October 2011 | by Matthew Pickhaver

Remembering revival
More than 200 people gathered earlier this year to commemorate the 90th anniversary of the revival that began in Lowestoft in 1921.
    Rev. Kyle Paisley opened the meeting with prayer, before the singing of ‘Blessed be the fountain of blood’, once known as the Hymn of the Revival.
    Matthew Pickhaver gave an illustrated presentation called ‘Remembering revival: Lowestoft in 1921’. In it, he described the places involved, beginning with London Road Baptist, before moving on to Christchurch, Bethel and St John’s.
    He also focused on other towns across East Anglia, such as Ipswich, Norwich and Great Yarmouth. Thanks to the herring fishing industry, the revival was in north-east Scotland also.
    He gave brief biographies of the two main preachers featuring in the story: refined London Baptist minister Rev. Arthur Douglas Brown, and rough Scottish herring-cooper-turned-evangelist Jock Troup.

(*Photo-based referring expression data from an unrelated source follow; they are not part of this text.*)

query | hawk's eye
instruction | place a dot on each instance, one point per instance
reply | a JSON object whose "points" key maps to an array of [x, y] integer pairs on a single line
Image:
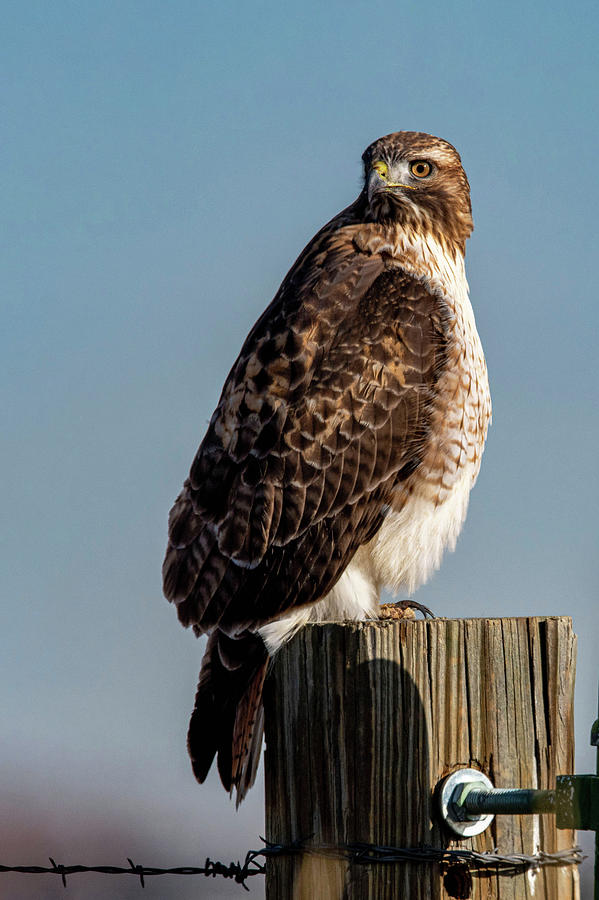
{"points": [[420, 168], [381, 168]]}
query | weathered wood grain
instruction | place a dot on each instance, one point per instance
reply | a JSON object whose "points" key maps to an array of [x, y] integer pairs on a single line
{"points": [[364, 719]]}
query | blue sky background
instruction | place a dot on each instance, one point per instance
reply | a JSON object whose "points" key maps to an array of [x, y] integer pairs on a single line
{"points": [[163, 165]]}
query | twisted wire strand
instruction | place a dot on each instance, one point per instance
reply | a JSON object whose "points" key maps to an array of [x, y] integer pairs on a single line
{"points": [[359, 854]]}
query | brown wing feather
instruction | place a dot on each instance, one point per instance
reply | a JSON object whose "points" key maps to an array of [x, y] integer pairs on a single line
{"points": [[277, 460], [323, 415]]}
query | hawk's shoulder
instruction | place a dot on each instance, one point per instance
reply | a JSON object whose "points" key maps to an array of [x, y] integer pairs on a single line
{"points": [[324, 411]]}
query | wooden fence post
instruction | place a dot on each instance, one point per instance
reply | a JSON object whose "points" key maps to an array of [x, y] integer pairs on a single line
{"points": [[364, 719]]}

    Finally, he gave many examples of the ways in which ordinary people were affected and their lives changed for the better. Many verses of Scripture were used throughout to outline the nature of revival, the importance of prayer for another such work of God in our day and the simple message of the gospel.

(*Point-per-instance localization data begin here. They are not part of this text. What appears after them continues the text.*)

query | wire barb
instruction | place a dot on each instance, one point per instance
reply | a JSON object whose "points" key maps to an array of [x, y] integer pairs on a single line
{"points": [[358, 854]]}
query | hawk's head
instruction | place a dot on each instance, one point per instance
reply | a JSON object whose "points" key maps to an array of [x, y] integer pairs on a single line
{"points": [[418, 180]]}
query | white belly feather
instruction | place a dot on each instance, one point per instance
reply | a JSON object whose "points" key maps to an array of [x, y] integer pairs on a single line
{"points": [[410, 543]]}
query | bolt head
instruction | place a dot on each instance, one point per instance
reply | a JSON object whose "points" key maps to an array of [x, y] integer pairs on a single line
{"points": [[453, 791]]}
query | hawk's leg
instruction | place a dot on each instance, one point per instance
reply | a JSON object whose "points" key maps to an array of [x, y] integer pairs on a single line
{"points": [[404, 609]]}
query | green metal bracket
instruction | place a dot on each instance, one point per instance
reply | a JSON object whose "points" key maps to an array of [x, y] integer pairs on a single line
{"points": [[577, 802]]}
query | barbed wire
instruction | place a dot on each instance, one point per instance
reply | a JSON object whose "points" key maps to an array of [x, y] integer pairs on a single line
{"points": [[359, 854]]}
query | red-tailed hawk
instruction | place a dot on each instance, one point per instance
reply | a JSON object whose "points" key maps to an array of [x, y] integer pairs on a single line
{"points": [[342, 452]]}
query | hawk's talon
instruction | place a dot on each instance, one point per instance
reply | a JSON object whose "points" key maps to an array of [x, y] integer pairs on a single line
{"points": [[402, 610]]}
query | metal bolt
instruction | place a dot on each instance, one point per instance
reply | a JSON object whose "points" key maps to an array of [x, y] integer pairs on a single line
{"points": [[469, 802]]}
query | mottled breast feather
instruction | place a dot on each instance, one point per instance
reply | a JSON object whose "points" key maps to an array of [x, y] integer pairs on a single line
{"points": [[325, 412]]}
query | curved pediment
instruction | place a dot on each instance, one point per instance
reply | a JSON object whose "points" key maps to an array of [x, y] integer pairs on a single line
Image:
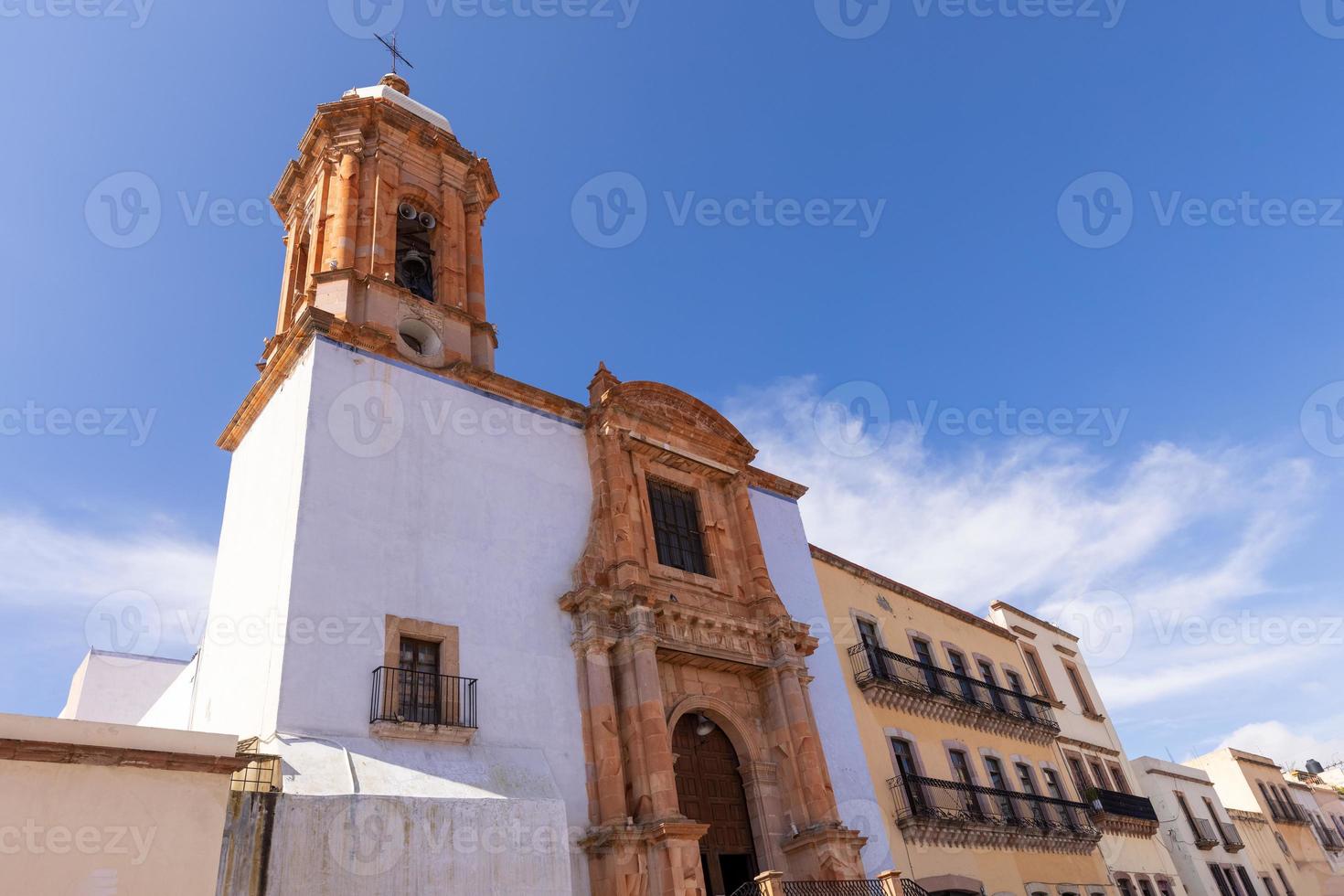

    After singing ‘Revive thy work again’, Rev. Graham Pickhaver closed in prayer. Afterwards, over refreshments, those attending browsed an exhibition of photographs of Lowestoft and Gt Yarmouth in 1921 and of the two preachers, as well as cuttings from the Lowestoft Journal and Christian newspapers of the time.

There was a collage on display, made by children at the church’s spring holiday club, which was called, ‘1921 — See what God has done!’
    The story of this revival has been made famous in Stanley Griffin’s 1992 book, A forgotten revival. Mrs Joy Griffin, who made the day possible by lending much of the material her late husband had collected over 20 years, was a welcome guest.
    Also present were Waveney MP Peter Aldous, one of his predecessors, at least three local councillors and representatives from many different churches in the area. Some visitors brought memories of parents or grandparents who had lived through the events.
    Those involved in the preparation of this event knew much of the Lord’s help and, immediately following and in the days since, the response has been encouraging and humbling.
    Many who were present were stirred up, as we all must be, to cry to our God all the more earnestly, ‘Will you not revive us again, that your people may rejoice in you?’ (Psalm 85:6).